Secrets: The rule is in Comment or Block mode, and validation settings match
For Secrets, the rule’s policy mode must be Comment or Block. The secret must also be valid, unless you have customized your validation state policy. See Validation state policies for more information.
Supply Chain: The finding meets your criteria for commenting or blocking
Supply Chain provides flexible policy configuration based on a variety of criteria. When setting up a policy, you can choose the actions “Leave a comment” or “Block and leave a comment”. These actions are similar to the Comment and Block modes of Code and Secrets policies. If a finding meets your configured criteria for commenting, then it should result in a comment on the PR or MR.
Is this the first time this finding has been identified?

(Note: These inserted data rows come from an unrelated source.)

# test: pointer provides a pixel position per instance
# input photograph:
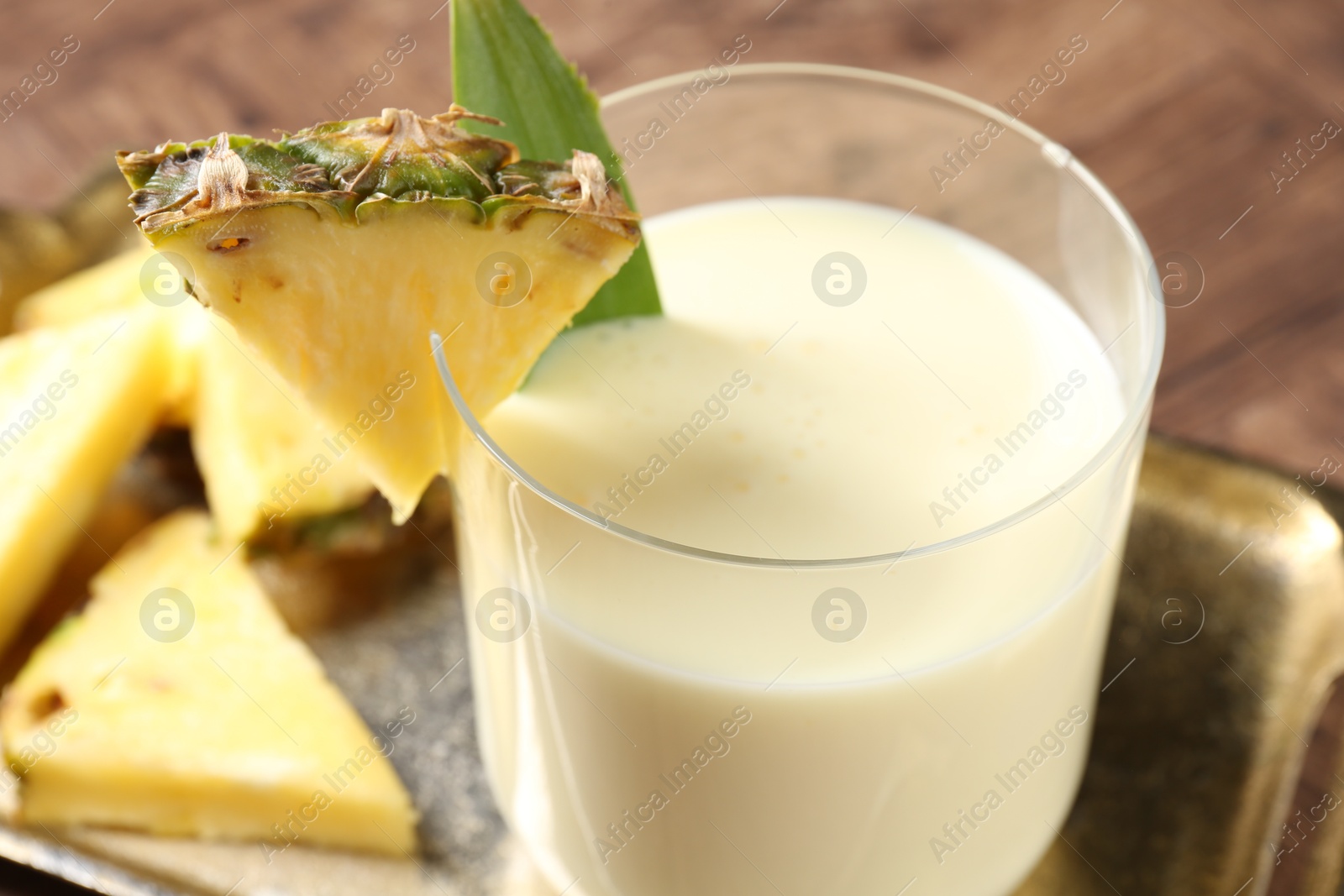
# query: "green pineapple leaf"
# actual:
(504, 65)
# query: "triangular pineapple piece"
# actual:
(76, 403)
(118, 285)
(179, 705)
(260, 452)
(336, 250)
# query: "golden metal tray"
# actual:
(1227, 637)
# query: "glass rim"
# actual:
(1135, 414)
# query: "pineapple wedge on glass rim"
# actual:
(335, 251)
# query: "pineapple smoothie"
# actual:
(830, 380)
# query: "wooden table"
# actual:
(1184, 109)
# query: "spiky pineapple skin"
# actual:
(336, 251)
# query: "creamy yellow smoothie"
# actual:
(831, 380)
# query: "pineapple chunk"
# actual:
(76, 403)
(113, 286)
(336, 250)
(212, 721)
(260, 452)
(260, 456)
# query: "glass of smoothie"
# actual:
(803, 586)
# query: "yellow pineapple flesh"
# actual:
(260, 450)
(179, 705)
(338, 250)
(76, 403)
(118, 285)
(261, 454)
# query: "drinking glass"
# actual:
(631, 743)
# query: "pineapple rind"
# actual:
(398, 223)
(343, 164)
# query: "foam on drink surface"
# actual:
(763, 416)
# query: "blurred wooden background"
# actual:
(1182, 107)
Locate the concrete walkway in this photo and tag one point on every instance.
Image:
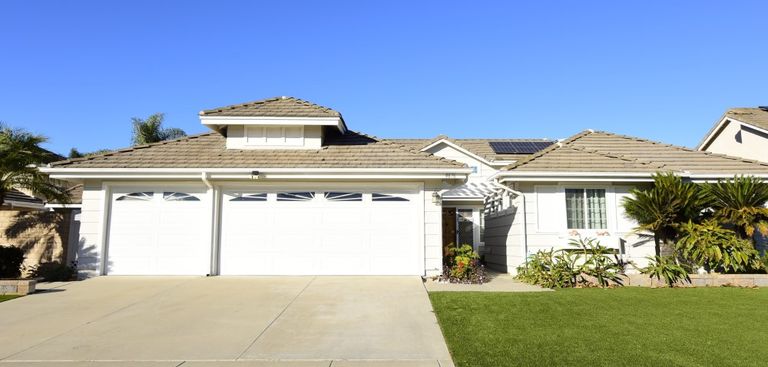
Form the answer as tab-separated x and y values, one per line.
239	321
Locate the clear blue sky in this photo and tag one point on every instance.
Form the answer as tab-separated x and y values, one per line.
78	71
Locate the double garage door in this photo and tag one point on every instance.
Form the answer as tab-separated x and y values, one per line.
296	231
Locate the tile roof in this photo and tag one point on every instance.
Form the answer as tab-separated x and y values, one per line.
18	196
340	150
599	151
480	147
273	107
754	116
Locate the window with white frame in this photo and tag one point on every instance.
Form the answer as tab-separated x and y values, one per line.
586	208
274	135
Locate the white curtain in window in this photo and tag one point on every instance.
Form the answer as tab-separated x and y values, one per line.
574	206
596	209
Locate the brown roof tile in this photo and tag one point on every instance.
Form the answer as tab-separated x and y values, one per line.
598	151
274	107
348	150
480	147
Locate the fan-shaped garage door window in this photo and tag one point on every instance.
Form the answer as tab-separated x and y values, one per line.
386	197
136	196
344	196
295	196
178	196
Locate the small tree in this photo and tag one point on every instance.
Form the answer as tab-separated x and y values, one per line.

PR or MR comments are generated when a finding is new. If a finding was seen in a previous scan, it is not new and a comment is not generated.This prevents repeated comments on findings that have already notified developers.
Has the finding been filtered by Semgrep Multimodal as a potential false positive?
If you use Semgrep Multimodal and have configured the Noise filter for Code PR/MR comments setting to Don’t leave a PR/MR comment for likely false positives, review whether Multimodal has categorized the finding as a false positive.This can be particularly tricky if you’re in the process of testing PR/MR comments, since Multimodal uses information about whether the code appears to be in a test context as part of determining whether it may be a false positive finding.Consider disabling this setting during testing if you are having difficulty generating comments.